2. Continue adding the raisins, pineapple, coconut oil and almond milk, folding until all ingredients have been well combined.
3. For lighter and fluffier tamales, let the dough rest for an hour in the refrigerator. Remove the dough from the fridge and re-beat it, adding enough liquid to get it to the consistency it had before.
4. Drain the corn husks. Spread out one of the corn husks and spoon approximately 2 tablespoons of masa mixture on the rectangle side of the soaked corn husk. Fold in one of the sides of the corn husk then, fold the other side. Fold up the pointy side and turn the tamale to keep from unfolding. Repeat with remaining corn husks.
5. Fill a tamale steamer with 3 inches of water and carefully place the steamer rack back in the steamer.
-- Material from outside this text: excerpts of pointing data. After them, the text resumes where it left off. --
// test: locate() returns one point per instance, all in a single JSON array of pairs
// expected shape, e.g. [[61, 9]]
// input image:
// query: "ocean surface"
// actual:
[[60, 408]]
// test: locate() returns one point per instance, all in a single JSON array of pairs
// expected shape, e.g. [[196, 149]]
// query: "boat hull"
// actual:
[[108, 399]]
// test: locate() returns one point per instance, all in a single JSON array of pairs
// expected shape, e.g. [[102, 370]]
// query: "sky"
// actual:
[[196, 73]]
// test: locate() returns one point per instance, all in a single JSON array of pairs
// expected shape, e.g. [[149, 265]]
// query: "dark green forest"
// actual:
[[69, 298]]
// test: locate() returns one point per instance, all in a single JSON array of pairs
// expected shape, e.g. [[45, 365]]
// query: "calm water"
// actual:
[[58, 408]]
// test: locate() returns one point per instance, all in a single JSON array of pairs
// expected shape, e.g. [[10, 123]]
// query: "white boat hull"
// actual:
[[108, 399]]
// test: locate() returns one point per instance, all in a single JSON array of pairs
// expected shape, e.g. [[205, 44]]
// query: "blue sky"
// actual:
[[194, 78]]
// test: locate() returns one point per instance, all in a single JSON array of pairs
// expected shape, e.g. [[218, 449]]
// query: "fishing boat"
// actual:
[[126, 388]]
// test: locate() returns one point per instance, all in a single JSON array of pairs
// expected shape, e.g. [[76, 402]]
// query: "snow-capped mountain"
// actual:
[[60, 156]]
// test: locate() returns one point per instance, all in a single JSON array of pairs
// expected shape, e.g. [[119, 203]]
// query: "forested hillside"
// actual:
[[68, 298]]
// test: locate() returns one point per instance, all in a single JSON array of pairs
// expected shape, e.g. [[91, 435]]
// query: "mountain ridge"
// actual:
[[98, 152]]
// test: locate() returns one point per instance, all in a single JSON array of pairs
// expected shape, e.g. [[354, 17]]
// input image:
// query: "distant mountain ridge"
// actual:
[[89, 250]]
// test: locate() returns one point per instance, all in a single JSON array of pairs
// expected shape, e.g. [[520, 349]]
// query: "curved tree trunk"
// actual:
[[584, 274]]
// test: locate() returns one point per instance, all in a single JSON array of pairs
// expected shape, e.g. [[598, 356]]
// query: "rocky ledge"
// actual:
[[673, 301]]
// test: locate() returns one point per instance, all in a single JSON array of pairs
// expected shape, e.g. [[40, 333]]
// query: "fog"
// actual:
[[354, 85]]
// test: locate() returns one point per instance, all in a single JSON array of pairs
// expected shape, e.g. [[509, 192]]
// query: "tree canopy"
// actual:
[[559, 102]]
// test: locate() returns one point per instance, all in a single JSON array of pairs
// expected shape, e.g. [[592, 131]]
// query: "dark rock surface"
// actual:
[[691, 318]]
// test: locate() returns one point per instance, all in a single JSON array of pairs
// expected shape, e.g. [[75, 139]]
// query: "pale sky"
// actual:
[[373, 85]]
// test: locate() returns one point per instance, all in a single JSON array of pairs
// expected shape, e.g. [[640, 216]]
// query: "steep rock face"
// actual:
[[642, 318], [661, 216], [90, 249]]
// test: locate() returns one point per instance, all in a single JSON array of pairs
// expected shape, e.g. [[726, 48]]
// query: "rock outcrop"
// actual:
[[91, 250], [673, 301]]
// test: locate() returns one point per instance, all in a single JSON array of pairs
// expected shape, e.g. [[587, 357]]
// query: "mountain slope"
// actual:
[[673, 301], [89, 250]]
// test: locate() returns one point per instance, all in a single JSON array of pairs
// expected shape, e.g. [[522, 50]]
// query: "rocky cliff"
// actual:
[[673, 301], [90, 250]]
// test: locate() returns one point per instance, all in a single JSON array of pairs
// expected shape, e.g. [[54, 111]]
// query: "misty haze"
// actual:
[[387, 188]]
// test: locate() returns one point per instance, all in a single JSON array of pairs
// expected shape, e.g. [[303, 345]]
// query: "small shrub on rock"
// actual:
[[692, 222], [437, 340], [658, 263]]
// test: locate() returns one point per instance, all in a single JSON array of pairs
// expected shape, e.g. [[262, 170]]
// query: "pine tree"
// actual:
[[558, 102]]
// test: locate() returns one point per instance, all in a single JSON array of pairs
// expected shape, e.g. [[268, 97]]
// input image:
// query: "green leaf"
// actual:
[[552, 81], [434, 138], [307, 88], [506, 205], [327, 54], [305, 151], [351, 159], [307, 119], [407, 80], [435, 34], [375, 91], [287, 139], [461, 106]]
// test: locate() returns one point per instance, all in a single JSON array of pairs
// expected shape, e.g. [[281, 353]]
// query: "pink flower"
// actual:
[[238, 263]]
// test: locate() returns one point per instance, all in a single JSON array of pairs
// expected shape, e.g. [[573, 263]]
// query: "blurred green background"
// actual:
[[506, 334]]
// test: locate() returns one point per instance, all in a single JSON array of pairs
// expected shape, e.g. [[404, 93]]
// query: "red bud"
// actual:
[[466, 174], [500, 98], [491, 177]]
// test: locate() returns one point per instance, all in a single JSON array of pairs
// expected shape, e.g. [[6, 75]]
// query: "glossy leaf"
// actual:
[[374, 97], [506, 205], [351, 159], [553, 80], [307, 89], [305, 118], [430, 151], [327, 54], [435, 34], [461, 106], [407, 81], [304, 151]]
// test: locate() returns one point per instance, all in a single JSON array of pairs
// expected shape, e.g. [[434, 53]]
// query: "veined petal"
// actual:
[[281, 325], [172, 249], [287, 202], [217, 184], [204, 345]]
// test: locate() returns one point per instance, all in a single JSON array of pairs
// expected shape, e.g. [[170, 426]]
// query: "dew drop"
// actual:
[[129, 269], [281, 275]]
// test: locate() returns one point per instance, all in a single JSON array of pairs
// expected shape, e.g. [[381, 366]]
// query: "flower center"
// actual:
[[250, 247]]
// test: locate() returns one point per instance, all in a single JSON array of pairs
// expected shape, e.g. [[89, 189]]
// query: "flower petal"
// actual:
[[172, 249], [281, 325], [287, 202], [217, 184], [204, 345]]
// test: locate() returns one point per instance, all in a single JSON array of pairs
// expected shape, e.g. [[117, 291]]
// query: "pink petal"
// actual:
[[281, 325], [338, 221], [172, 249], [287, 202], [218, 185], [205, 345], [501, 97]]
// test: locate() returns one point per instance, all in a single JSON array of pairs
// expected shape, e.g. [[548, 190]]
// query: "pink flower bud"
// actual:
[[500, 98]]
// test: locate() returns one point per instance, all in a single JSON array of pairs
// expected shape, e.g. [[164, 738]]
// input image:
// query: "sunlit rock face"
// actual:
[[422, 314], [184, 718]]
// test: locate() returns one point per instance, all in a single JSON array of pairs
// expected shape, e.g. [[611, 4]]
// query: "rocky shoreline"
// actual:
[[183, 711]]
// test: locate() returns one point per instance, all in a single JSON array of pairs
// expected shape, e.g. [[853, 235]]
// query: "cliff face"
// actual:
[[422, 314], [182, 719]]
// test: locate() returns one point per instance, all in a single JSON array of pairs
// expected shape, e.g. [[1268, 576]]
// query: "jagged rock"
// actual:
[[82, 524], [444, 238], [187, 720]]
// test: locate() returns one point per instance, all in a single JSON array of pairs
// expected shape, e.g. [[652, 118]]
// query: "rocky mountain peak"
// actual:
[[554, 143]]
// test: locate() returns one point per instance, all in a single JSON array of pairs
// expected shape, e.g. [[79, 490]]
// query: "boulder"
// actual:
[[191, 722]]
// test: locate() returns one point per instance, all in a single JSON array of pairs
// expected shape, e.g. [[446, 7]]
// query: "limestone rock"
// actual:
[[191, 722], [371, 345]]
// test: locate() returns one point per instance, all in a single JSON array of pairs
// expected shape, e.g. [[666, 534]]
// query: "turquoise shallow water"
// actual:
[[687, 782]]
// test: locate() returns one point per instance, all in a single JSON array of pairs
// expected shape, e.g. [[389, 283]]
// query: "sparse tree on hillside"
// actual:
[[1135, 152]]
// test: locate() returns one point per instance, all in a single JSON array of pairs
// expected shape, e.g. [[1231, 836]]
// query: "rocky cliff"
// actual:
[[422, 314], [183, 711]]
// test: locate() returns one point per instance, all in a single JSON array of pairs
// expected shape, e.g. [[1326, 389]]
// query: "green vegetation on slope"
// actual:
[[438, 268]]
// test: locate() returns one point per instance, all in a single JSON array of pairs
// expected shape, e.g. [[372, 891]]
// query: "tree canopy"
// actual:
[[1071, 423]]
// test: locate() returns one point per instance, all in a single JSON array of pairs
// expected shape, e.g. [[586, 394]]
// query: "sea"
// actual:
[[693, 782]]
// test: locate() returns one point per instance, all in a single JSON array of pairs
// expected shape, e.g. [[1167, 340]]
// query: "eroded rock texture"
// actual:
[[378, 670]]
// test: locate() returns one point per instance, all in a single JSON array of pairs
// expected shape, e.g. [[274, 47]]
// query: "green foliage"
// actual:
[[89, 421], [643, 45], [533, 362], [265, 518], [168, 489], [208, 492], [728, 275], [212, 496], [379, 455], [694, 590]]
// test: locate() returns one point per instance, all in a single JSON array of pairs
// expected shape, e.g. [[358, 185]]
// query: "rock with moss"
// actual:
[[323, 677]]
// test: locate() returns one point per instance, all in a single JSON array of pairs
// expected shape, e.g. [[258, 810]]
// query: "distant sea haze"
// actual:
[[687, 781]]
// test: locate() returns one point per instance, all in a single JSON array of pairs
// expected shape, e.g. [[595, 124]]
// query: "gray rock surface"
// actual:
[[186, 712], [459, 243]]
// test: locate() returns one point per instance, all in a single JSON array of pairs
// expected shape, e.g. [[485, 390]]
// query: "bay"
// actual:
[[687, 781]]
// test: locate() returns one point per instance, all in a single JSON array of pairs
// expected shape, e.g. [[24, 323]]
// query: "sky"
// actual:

Arrange tamales upright on steamer rack and cover with a damp towel or leftover soaked corn husks; cover. Bring to a boil and reduce heat to low, adding water as needed. Steam for 1 hour or until corn husks pull away from the masa intact.
6. Remove steamer from the heat and let sit covered for 10 minutes. Uncover and let cool for at least an hour. Don’t be alarmed if the tamales seem really soft. As they cool, they will firm up.
If you would like to make these with fresh masa, replace the masa harina with 2 lbs. of fresh masa and use only 1 cup of almond milk. To substitute the fat you can use 8 oz. of coconut oil. For tamales without fat, substitute with 8 oz of cooked, unsweetened pumpkin.